También ocurre que las teorías científicas actuales no muestran ninguna


preocupación por ser coherentes con la religión, como sí lo hacían las de los siglos
XVI, XVII y XVIII. Newton requería la acción divina para mantener siempre activa la
fuerza de gravitación, Hutton –que sin embargo fue acusado de ateísmo– elaboró
sus hipótesis geológicas justamente porque no aceptaba que un dios bondadoso
pusiera en riesgo el futuro del planeta como, sostenía, lo hacían las teorías
anteriores, y así. Esta honorable preocupación de coherencia religiosa desapareció
hacia fines del siglo XIX, barrida en gran medida por la Teoría de la Evolución, que
ofrece obstáculos insalvables al mito de la creación divina y no es raro que, por
ejemplo, en los manuales que la Provincia de Buenos Aires está repartiendo en las
escuelas, cuando se habla de las distintas concepciones sobre el Hombre (así, con
mayúscula), no se mencione a Darwin, seguramente para no herir la fina
sensibilidad de los colegios católicos. Ni se nombra a Freud, dicho sea de paso.

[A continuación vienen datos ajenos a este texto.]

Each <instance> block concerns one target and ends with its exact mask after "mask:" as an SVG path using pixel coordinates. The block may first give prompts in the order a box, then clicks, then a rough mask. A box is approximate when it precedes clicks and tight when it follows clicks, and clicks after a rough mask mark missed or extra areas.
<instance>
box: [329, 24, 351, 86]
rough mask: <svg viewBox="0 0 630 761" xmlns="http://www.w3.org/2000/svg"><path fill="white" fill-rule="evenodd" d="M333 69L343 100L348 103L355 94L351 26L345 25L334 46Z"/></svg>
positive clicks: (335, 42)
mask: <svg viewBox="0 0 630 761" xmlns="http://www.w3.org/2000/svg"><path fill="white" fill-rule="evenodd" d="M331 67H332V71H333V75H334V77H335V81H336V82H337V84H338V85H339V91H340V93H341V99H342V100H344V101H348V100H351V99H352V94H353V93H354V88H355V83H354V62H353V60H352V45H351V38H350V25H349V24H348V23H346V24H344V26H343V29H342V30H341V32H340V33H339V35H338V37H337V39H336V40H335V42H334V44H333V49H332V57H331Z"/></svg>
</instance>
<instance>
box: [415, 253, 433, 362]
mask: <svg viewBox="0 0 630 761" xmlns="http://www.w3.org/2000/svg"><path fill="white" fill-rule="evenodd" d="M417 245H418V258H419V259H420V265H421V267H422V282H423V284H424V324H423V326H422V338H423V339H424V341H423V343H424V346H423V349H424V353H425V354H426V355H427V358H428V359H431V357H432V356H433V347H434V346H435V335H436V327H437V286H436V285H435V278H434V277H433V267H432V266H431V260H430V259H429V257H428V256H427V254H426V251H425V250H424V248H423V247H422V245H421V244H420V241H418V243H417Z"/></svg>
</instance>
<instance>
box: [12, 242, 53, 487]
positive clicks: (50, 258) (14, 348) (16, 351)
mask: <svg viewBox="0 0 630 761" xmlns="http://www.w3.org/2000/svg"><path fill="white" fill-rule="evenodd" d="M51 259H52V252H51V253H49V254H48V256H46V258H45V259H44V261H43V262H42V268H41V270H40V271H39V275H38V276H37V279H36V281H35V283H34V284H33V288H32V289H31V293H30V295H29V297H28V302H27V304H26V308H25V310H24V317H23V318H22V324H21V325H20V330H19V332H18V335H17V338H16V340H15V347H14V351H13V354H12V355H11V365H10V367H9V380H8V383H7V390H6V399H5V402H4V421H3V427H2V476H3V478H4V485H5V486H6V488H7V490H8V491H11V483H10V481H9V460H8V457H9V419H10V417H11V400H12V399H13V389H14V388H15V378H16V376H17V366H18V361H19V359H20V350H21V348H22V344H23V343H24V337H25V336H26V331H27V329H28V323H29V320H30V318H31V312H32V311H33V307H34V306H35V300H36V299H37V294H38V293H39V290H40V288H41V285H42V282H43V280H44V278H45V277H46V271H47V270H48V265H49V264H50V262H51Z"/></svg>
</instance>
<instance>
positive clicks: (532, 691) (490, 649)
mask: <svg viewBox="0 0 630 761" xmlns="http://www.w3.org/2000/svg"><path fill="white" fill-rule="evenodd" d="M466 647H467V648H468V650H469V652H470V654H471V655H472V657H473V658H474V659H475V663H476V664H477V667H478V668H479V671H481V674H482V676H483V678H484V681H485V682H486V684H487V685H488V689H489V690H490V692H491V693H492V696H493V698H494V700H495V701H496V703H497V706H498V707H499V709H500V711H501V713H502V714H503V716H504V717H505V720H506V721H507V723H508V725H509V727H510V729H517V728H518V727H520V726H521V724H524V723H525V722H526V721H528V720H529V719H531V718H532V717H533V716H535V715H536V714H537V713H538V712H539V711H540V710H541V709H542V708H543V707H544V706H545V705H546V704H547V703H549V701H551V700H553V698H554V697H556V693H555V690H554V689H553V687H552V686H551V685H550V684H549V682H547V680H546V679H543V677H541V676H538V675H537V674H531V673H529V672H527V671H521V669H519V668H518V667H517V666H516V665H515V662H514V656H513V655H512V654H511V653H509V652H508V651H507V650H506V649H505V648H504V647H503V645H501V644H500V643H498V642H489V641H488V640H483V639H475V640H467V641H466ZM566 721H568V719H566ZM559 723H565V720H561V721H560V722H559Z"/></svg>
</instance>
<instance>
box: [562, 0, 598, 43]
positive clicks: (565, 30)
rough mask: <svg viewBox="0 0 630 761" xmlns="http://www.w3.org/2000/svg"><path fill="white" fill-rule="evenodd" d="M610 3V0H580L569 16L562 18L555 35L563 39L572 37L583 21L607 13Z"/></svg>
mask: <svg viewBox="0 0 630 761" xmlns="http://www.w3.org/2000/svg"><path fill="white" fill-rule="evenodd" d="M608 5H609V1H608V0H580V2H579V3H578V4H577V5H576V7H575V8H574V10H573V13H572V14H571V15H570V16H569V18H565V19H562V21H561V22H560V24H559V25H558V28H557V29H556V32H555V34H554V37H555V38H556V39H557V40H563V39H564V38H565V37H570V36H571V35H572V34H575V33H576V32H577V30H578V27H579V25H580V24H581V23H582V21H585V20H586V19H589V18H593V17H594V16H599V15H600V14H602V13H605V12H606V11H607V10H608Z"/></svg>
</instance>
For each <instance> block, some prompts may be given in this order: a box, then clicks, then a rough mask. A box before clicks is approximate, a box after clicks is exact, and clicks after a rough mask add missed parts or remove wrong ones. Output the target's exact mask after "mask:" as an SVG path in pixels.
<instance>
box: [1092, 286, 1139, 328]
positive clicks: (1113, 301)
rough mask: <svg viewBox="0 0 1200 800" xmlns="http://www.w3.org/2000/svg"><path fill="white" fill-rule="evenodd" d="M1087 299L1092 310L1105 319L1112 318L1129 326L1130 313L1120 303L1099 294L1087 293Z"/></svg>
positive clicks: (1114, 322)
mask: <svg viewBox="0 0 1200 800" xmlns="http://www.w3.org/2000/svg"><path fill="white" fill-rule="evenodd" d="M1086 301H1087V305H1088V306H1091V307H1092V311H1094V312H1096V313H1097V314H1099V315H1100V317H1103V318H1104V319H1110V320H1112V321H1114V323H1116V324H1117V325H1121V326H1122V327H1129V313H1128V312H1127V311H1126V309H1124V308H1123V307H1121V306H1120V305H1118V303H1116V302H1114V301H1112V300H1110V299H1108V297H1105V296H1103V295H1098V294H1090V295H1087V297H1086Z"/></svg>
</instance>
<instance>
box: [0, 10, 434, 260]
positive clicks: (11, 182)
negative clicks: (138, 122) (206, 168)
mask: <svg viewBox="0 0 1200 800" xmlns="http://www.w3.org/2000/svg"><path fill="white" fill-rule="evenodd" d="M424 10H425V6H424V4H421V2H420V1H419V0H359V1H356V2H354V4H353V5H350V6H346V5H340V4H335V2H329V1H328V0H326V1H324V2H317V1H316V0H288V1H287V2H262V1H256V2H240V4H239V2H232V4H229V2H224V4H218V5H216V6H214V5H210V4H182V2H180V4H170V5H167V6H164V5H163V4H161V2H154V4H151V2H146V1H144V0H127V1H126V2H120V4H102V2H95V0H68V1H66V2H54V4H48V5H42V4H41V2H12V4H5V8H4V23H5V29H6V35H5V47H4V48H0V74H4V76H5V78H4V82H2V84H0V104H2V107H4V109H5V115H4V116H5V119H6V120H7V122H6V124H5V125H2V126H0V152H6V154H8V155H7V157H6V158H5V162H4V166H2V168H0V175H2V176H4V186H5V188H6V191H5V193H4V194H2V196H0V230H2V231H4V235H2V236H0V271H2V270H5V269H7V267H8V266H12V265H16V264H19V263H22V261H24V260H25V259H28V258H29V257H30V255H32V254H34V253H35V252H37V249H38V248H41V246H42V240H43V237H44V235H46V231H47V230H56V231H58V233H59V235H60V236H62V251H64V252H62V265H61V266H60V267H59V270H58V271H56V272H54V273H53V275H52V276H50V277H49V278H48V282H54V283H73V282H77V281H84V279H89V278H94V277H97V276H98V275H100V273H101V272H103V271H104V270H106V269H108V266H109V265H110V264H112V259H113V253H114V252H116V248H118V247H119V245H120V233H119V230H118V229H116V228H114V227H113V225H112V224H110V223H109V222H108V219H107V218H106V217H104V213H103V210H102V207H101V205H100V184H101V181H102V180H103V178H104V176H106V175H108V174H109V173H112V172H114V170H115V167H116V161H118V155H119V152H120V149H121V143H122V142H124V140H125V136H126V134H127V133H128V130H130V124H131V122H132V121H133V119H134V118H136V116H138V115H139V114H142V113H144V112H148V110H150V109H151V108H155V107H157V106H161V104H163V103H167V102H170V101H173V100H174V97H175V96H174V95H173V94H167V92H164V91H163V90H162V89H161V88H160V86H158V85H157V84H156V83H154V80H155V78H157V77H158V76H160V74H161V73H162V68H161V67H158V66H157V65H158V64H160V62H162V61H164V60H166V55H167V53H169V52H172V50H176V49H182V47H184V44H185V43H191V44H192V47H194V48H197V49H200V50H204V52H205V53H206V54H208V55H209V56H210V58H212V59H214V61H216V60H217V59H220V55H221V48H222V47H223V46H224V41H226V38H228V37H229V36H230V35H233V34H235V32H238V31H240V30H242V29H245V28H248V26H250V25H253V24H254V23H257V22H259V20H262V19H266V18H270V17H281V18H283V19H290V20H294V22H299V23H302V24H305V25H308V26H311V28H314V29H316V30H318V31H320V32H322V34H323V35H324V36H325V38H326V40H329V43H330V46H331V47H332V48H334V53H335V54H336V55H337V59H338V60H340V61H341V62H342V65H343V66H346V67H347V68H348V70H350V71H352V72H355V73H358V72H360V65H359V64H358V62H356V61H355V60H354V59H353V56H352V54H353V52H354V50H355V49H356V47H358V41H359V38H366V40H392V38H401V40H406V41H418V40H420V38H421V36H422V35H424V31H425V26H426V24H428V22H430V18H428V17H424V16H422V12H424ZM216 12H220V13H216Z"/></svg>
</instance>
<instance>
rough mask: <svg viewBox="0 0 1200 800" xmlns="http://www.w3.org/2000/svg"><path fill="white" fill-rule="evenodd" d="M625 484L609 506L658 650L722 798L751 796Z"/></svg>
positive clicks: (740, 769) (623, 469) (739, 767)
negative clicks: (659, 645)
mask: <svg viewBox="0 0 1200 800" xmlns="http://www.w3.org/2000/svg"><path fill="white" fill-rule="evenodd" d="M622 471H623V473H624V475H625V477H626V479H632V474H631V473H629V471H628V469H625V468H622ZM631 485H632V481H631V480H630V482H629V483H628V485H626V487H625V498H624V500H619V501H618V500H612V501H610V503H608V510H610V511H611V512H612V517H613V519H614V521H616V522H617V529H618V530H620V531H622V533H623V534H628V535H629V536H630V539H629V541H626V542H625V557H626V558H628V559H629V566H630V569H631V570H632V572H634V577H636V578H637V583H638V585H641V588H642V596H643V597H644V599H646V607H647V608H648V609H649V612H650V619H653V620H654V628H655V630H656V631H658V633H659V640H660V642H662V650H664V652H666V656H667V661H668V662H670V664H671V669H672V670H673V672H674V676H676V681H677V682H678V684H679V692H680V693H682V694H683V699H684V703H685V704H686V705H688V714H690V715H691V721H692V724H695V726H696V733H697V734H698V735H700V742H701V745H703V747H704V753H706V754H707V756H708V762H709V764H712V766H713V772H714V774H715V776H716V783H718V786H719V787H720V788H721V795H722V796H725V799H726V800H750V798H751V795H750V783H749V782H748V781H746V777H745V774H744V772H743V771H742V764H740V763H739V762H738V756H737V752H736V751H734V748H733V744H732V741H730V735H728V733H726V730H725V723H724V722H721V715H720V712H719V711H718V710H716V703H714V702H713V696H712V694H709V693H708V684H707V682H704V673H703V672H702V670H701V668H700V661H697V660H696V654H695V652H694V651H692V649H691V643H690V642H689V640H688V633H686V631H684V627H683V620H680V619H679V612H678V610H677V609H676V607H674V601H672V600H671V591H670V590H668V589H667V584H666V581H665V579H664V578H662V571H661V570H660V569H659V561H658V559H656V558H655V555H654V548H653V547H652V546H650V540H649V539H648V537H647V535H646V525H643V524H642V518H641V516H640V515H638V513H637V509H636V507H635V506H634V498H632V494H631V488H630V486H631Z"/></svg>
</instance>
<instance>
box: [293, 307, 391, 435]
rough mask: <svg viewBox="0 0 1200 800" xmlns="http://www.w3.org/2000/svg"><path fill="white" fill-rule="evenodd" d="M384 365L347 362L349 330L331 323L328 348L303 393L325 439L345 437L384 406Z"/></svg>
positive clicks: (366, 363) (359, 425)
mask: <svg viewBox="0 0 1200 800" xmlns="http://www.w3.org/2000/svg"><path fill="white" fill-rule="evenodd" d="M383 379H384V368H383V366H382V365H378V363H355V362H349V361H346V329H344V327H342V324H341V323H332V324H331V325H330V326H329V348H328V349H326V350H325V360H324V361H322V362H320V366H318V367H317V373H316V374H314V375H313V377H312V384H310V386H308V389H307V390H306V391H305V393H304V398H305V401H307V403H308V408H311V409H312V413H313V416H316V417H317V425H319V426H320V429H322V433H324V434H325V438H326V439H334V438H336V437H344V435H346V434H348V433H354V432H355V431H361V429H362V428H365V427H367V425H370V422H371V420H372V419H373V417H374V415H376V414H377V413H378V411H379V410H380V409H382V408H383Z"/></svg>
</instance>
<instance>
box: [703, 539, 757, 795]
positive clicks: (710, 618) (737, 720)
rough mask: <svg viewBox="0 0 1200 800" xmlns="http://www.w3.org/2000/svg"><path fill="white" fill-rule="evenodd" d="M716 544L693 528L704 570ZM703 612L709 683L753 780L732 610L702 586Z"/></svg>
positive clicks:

...y juro que en adelante no diré ni aseguraré verbalmente o por escrito nada capaz
de propalar, más, sabiendo de alguna cosa herética o de persona sospechosa de
herejías, lo denunciaré ante este Santo Oficio...

“La razón científica a menudo se arrogó el derecho de decidir de qué se puede estar
seguro, relegando como indignas otras formas de conocimiento, y que la ciencia no
ilumina”, decía el finado papa Juan Pablo II, en una carta dirigida a la reunión de la
Amistad entre los Pueblos, reduciendo a la astronomía, la geología, la biología, la
física, la química et caetera a la modesta función de una lamparita.

Lo cierto es que una de las derivaciones de la ya alicaída modernidad fue arrastrar


a buena parte del pensamiento a posiciones anticientíficas y oscurantistas (con el
viejo cuento de la multiplicidad y equivalencia de relatos). Posición peligrosa, en
especial en un país “en vías de desarrollo”, para utilizar el elegante eufemismo, que
necesita de la ciencia y de la técnica para salir adelante.

...Y en caso de que contravenga cualquiera de estas promesas o juramentos, me


someto a todas las penas establecidas y promulgadas en los cánones sagrados y
otras constituciones generales o particulares, contra tales delincuentes.

Galileo Galilei, 22 de junio de 1633.